27 Eylül 2010 Pazartesi

0˚ paraleli dünyayı kuzey ve güney olmak üzere iki yarı küreye ayırır



bugün çok güzel bir gün olsa keşke.
güzel bir gün her gün değişen bir şey
şunu anlamış bir insan olarak kendimi şanslı hissediyorum:
sonradan öf ne gereksiz zamanlarmış dediğimiz anları da yaşayan biziz ve o zaman mutluyduk, yaşarken yani.
neden sonradan bunun için hayıflanılır ki anlamıyorum. ben kar kardır diye bakarım.
şu an hiç sevmediğim birisiyle bile zamanında mutlu olduysam tamamdır işte kurcalamaya gerek yok.
bir ay sonra uzaya gidecek ve asla görüşemeyeceğim birisinden hoşlandıysam, son bir ayımı çok güzel geçirmeye bakarım. bu işin sonu yok diye keriz gibi dövünmem. çünkü zaten eninde sonunda üzüntü var, hep var. en azından güzel anlar yanıma kar kalmalı bir tesellim olmalı, gereksiz dramatikliğe lüzum yok.

yine bir akyaka dan yaz sonu ayrılışı hüznüne sahibim. ama diyorum ki diğer yıllara oranla en vasat yazımı geçirmiş olsam da ne güzeldi.

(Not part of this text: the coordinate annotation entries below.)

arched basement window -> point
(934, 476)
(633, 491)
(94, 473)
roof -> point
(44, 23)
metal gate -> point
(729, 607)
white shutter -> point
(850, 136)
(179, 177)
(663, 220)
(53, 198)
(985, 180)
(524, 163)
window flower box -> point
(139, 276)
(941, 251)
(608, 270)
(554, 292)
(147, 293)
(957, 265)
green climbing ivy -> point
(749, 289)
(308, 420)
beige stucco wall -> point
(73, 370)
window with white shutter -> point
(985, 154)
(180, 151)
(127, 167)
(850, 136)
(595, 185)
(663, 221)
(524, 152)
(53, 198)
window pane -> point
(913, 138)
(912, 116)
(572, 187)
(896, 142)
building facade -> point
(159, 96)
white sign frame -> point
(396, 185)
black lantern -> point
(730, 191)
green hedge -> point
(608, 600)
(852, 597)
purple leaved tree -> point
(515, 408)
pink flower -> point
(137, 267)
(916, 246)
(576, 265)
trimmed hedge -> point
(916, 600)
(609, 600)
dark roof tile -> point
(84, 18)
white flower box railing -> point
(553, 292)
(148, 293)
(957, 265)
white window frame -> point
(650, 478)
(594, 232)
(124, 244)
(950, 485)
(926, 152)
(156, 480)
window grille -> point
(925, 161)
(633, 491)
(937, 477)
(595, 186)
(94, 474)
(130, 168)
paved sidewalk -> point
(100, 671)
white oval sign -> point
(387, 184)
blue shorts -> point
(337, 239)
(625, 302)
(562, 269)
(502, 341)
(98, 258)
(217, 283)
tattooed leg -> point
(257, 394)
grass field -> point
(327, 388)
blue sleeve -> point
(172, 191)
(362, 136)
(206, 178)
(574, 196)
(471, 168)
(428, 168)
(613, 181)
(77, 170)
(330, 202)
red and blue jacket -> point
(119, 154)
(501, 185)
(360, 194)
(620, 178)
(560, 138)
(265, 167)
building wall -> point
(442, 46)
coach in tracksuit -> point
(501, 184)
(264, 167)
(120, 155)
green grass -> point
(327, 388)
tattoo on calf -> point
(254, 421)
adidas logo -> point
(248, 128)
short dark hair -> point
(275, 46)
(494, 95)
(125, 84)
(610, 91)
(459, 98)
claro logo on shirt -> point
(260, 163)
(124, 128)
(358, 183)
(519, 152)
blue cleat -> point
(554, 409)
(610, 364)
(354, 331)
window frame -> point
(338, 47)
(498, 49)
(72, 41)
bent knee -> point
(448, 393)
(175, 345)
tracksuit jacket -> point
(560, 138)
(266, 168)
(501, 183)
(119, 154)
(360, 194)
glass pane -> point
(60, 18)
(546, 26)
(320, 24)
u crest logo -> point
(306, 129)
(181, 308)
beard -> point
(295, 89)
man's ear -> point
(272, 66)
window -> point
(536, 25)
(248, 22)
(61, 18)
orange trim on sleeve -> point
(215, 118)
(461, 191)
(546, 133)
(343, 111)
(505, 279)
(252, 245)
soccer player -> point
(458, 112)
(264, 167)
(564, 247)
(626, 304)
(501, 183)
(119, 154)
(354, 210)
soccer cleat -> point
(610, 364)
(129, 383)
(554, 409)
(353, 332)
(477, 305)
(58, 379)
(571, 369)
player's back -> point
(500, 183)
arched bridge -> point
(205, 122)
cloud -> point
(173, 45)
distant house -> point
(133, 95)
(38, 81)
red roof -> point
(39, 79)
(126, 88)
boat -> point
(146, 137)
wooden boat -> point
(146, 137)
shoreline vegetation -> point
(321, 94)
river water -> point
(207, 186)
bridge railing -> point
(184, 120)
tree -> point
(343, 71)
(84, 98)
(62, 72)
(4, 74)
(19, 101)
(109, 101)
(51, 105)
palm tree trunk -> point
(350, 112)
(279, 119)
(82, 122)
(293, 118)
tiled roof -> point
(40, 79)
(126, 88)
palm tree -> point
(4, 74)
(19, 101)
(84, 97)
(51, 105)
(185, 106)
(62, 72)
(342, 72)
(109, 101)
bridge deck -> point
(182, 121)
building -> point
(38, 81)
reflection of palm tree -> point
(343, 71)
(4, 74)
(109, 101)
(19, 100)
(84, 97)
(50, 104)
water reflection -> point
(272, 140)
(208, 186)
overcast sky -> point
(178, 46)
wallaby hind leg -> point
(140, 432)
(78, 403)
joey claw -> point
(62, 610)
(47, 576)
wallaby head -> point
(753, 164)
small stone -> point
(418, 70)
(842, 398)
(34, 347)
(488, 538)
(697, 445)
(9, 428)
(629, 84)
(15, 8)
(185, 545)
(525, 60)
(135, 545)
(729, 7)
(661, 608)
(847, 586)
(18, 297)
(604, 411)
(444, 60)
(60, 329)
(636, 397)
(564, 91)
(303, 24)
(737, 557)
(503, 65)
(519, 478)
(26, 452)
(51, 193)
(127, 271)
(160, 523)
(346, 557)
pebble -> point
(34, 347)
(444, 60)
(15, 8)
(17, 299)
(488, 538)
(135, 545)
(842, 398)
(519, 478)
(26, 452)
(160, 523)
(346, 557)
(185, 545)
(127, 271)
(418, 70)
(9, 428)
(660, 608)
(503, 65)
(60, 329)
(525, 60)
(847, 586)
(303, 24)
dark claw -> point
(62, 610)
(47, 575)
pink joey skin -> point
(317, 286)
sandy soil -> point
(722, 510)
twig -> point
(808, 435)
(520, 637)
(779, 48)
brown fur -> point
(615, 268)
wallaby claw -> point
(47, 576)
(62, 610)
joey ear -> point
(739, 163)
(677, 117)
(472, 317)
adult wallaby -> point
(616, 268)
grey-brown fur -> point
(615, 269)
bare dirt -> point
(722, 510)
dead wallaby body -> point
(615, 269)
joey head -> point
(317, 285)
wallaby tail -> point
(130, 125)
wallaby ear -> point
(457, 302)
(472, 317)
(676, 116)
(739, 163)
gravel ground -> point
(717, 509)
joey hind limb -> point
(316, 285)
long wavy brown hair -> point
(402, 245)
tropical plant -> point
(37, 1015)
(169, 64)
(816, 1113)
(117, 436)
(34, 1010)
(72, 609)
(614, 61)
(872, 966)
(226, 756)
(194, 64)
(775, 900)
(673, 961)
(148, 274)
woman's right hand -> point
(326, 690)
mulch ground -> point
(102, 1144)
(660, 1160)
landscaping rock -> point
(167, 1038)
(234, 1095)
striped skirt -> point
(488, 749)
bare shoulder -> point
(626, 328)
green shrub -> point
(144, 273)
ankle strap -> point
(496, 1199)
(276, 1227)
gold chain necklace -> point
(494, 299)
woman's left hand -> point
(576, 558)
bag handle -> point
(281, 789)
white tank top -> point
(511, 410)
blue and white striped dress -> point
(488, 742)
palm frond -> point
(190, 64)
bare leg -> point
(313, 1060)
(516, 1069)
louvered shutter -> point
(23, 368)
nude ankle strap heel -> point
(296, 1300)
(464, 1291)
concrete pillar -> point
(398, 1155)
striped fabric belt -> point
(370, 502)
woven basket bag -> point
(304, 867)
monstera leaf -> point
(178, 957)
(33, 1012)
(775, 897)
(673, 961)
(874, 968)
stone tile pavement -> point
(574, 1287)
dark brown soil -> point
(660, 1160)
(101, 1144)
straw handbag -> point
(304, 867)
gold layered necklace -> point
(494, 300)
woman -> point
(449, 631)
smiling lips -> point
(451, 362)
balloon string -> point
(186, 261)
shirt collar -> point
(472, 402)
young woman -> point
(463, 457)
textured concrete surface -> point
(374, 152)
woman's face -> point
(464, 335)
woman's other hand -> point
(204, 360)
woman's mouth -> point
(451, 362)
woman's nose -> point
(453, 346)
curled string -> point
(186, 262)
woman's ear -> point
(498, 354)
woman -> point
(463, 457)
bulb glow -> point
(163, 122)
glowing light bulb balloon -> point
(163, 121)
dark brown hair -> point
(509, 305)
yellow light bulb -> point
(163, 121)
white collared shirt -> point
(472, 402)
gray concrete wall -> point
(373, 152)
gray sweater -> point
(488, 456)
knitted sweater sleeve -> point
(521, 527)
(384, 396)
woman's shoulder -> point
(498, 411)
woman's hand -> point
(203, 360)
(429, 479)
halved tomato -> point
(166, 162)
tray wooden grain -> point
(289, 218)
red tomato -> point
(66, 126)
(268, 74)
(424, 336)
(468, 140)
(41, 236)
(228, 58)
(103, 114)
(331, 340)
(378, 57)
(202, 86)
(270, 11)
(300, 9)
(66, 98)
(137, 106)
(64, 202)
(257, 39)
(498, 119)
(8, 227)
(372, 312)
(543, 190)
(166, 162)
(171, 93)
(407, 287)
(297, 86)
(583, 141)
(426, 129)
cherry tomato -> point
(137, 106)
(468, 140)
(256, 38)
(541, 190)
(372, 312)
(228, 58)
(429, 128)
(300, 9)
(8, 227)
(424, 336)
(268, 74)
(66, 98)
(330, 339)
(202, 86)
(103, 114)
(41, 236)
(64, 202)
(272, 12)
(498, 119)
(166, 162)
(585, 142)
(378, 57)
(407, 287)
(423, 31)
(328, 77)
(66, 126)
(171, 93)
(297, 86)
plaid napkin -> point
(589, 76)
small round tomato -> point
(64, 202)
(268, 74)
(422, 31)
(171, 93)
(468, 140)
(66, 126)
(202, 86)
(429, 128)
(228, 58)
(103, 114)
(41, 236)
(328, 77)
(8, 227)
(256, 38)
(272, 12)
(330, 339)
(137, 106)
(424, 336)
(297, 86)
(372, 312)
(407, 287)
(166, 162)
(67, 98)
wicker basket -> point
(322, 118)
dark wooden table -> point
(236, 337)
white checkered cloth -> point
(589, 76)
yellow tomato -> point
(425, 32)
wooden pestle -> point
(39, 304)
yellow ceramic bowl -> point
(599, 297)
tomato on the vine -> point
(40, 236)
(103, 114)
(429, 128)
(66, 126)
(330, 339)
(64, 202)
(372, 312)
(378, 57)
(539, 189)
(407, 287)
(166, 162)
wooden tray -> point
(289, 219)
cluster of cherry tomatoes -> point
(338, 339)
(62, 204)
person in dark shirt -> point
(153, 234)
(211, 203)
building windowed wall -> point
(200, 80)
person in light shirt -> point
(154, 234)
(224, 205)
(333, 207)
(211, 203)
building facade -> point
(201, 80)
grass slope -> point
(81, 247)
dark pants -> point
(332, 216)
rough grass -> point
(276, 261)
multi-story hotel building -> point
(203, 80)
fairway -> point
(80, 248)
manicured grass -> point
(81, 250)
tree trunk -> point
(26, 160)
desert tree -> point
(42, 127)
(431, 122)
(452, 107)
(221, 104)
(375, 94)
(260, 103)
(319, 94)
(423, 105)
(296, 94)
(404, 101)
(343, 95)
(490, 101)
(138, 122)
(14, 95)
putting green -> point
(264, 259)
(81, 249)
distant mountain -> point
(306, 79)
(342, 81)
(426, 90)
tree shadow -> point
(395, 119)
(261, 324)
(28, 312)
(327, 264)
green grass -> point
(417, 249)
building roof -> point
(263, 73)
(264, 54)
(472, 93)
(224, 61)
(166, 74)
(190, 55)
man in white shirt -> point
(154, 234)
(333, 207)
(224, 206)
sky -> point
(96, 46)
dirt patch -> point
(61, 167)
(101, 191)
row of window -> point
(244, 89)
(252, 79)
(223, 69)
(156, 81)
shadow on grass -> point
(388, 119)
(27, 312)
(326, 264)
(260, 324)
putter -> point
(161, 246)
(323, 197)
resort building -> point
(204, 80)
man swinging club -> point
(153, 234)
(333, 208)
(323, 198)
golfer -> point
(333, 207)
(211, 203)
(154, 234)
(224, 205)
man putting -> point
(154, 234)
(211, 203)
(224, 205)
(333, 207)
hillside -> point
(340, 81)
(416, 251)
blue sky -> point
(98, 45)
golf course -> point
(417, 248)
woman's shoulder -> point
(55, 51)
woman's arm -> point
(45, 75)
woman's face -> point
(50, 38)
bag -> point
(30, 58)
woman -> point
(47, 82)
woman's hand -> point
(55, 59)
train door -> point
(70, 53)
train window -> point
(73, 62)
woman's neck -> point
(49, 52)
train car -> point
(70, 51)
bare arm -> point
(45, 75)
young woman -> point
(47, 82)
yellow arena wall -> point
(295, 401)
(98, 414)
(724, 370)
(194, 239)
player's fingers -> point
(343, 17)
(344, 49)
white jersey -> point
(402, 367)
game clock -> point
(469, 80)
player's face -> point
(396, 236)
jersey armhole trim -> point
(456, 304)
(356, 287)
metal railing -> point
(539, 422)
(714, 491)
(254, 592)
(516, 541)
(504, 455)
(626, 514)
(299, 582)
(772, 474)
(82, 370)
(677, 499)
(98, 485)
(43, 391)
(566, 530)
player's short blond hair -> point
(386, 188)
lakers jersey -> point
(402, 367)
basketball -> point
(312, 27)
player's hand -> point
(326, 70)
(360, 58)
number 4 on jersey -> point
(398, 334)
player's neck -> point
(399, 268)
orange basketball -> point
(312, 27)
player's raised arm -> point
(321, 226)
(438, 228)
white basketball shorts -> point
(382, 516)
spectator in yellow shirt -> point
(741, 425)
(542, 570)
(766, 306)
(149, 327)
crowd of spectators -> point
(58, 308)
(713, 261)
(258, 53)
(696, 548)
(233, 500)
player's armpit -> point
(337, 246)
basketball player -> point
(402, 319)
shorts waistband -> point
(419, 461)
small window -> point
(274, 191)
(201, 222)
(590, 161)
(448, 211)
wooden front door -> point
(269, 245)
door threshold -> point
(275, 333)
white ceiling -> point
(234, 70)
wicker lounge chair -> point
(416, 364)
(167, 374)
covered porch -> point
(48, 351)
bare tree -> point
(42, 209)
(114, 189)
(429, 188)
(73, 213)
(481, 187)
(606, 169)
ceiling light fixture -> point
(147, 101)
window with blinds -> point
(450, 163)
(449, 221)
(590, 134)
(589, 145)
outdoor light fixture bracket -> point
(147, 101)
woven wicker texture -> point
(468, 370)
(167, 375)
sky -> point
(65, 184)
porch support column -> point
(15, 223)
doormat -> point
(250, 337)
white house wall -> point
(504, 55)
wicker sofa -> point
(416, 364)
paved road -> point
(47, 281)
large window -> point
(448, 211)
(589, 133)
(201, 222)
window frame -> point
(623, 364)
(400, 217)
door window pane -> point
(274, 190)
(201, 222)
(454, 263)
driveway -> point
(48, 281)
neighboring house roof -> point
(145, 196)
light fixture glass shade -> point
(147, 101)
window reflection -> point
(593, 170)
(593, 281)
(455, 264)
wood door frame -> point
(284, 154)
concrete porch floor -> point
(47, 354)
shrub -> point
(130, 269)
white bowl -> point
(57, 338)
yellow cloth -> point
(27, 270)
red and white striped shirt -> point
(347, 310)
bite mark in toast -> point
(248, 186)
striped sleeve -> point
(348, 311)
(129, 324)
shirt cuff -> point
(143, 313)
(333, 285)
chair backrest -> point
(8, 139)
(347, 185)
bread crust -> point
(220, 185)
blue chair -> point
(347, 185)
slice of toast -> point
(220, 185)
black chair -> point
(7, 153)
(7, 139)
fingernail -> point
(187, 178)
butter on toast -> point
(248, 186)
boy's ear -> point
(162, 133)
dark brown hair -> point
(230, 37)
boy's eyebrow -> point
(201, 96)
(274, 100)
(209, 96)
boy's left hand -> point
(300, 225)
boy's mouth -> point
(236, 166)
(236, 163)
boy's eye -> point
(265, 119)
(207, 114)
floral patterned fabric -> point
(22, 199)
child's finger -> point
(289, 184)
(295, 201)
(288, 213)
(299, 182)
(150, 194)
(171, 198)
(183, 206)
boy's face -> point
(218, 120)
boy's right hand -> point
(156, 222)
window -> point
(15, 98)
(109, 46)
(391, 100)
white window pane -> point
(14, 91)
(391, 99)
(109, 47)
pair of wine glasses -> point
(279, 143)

yazla ilgili düşündüklerim asla denize girip yüzmek gibi basit ve genel geçer değil

en çok beyaz pikemi ve yatağa yatış anımı özlüyorum kışın. ertesi güne dair tek derdimin denizle ilgili olması olarak uyumayı.
sonra sabah uyanır uyanmaz bronz bacaklarımı görmeyi, aynaya baktığımda renkli ve sağlıklı bir yüzle karşılaşmayı, saatlerce dolap önünde beklemeden şortlardan elbiselerden birisini giyip hemen hazırlanmayı.
bütün gün terlikle gezip hiç yorulmamayı, bikiniyle akşam 9 lara 10 lara kadar oturmayı, duş aldıktan sonraki pembe yanakları, gece uyurken direk pikenin üstüne yatıp sabaha karşı pikeye mısır tanrısı gibi sarınmayı özlüyorum.

buradan gidiyor olmamın tek tesellisi bir gün yine dönecek olmam.